There were a variety of showcases, too many to list here (you can see the entire set in the overview brochure), but they dealt with things as diverse as micro sensors that could monitor anything, to long range Wi-Fi technology that could be placed almost anywhere, to anti-malware products that could make the current approaches to writing viruses and hacking into companies obsolete.
Three technologies stood out as potentially world changing:
1) Confrontational Computing
Interesting concept but I could give you a long list of really bad decisions that have resulted from this policy.
Intel isn't alone though. Large companies commonly have critical decisions made by unqualified people who are either better connected or more frightening than their peers. In fact if you've ever worked for a large company you'll likely remember a number of times this was both true and resulted in something that was bad for the firm.
The problem is generally that the decision maker doesn't get a balanced view from their people, they get one argument designed to drive them to a preplanned decision. They generally don't know there even is an alternative view until the project fails and the folks who were silenced run in with their pre-layoff chorus of "I Told You So."
Intel is testing a tool that scans for conflict and then helps an analyst, manager, politician or other decision maker see the full extent of both sides of an issue. Not only would this help showcase where dissent resided but it could be critical to making better decisions and anticipating problems even when the alternative view didn't change the outcome.
Making better decisions would result in a better world and benefit complex companies like Intel greatly. Not to mention that it would be an amazing tool for an analyst like me.

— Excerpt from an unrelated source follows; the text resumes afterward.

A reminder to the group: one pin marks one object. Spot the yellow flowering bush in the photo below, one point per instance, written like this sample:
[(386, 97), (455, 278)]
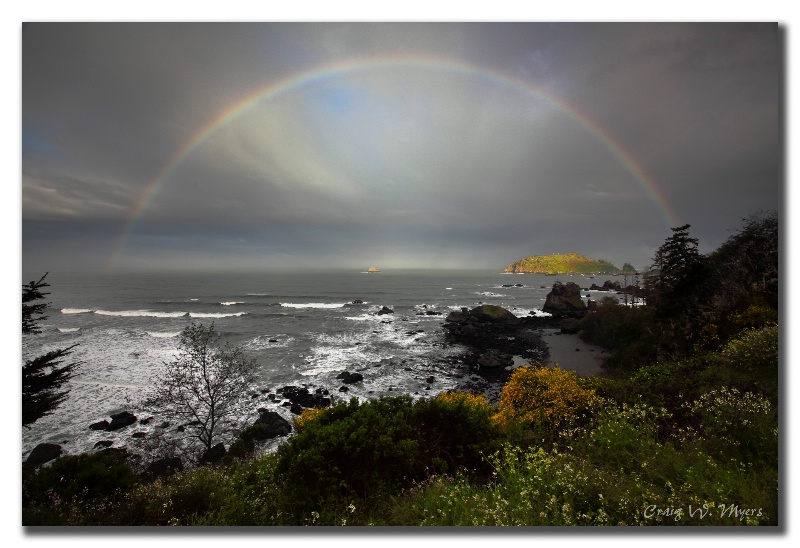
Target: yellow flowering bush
[(307, 416), (543, 396)]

2) Energy Aware Network Proxy
If you are concerned about energy use and fascinated by the power of The Cloud, this is a technology you should be aware of.
The problem that this technology is focused on is that we have a huge number of devices, in the home and at work, which increasingly need to be connected to function but also need to be powered off to conserve power. The problem is, if the device is off it isnt connected and even if it is remotely powered up, it will need to catch up with all the events it missed.
But in the case of things like DVRs, Digital Video Recorders used for both Security and TV, the event to wake the device up may require the device to be powered on to trigger. This means we have a massive number of devices that remain powered on and consume energy which are basically doing nothing.
If you try to put the device to sleep it continues to use power and may lose network connection, preventing other systems (like a SlingBox or security camera) from waking it back up again and working.
What Energy Aware Network Proxy does is create a virtual device in the cloud that acts as a proxy for the actual piece of hardware and allows the user to fully power down the device. The technology will have it replaced by the Proxy service in the Cloud until such time that the device actually needs to be powered up.
Given the number of devices both in companies and in the home that could be fully powered off but are not, the energy savings could be massive and important not only to our finances but the survival of the race.
3) Polymorphic Dependability: CloneCloud
But what if we extended this concept from appliances all the way to PCs and created a platform that would allow the PC, or a new class of them, to evolve into a blend of PC computing and Cloud Computing?
We have available to us an increasingly unlimited amount of currently unused processing power on the web and an increasing need to reduce the complexity of the desktop. What if, in blending these resources, we could create a PC that had more capability than any we now have? And that made it cheaper, more power efficient, and made it instantly replicable?
These are just some of the amazing potential benefits associated with the concept of Polymorphic Dependability and the idea of a CloneCloud.
Basically you have a virtual PC in the Cloud that mirrors your PC and the two remain linked when you are online, dynamically shifting work load to where it can be done most efficiently. When offline the PC is just a PC but the clone in the Cloud can continue to function, doing virus scans, or calculations, searches, transcoding, analysis or other activities. When you connect again the instances sync.
The end result is you can have a PC that is effectively on 24/7 even though your personal hardware is only on when you are physically at your desk.
You could access the cloud version of your computer from your cell phone or a dumb terminal anyplace in the world and do a better job protecting it than if you were accessing your own PC. Of course all of our stuff would remain safe, backed up, and protected in the cloud so that if you lost your PC, were hit by a disaster, or had a hard drive failure you'd only have to connect to the service with a new PC to be back up and running with all your stuff again.
I'm starting to call concepts like this the Third Rebirth of the Computer. I think this represents where the market will soon go: using ever more capable appliance like computers and cloud services to transform the PC from the complex beast it is to the appliance we need it to be.
There were some amazing things at the Intel Labs event and I was both happy to survive the trip to and from it and get a glimpse of a better tomorrow.
In thinking about the event there was one other product that, while not as world shattering as the others, could be very disruptive to the current vendors. It was called RouteBricks and could conceivably replace all high performance routers with vastly cheaper and more flexible low cost server like hardware. I'm thinking that while most of this will allow me to sleep soundly, anticipating a better future, this last could keep companies like Cisco awake.